For context, Banihal is on the Indian plains side of the 11km long Pir Panjal Tunnel and Basamulla is close to the LOC between India and Pak Occupied Kashmir. The connection between Banihal and Katra, which is the current railhead connected to the Indian Railway netowrk is under construction expected to be completed in the next few years (around 2019 I would guess). The link up Katra is electrified so one can travel all the way to far away places like Delhi, Kolkata, Mumbai and Chennai, all under electric power, from Katra.


----------



## Metra Electric Rider

jis said:


> It is hard to imagine that there is more frequent train service up in the lofty Himalayas and Kashmir Valley than on most populated corridors in the US!


Aren't the Indian Himalayas pretty heavily populated (and important pilgrimage route as well)? Not to mention Nepal...


----------



## jis

Some parts are well populated, but other parts are pretty desolate. Generally the river valleys are more populated than the back country away from the river valley/gorges.

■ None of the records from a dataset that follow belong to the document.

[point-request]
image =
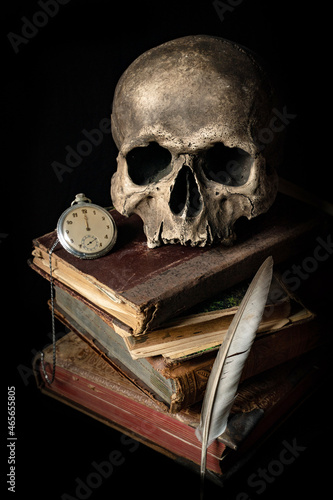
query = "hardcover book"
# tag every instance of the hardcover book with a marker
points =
(142, 287)
(84, 381)
(178, 383)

The link between Katra and Banihal goes through somer eally desolate areas. OTOH quite a bit of Kashmir Valley is relatively well populated. Once you get beyond Anantnag to the south (by the Pir Panjal Range) and Sopore in the North, it gets more desolate as you hit the higher mountains. Of course a lot of the trackage in those areas are through long tunnels and on long bridges.


----------



## Metra Electric Rider

Sounds lovely - is this considered a scenic journey?


----------



## jis

Kashmir Valley in general is very scenic, so yes. However the most exciting part of the line is still under construction. The part that crosses the deep gorges with steep slopes and (unfortunately) many miles of tunnels, and includes the tallest bridge in the world. For that part from Katra to Banihal, which is scheduled to go into service late 2019 or so, almost 75% of the distance is either on bridges/viaducts or in tunnels! It has stations half of which is inside a tunnel and the other half on a bridge, and such other weirdness. It will be quite a ride. Upon its completion for the first time there will be through trains from the rest of India to the capital of Jammu and Kashmir - Srinagar.


----------



## Metra Electric Rider

OK, we are so planning a fan trip!


----------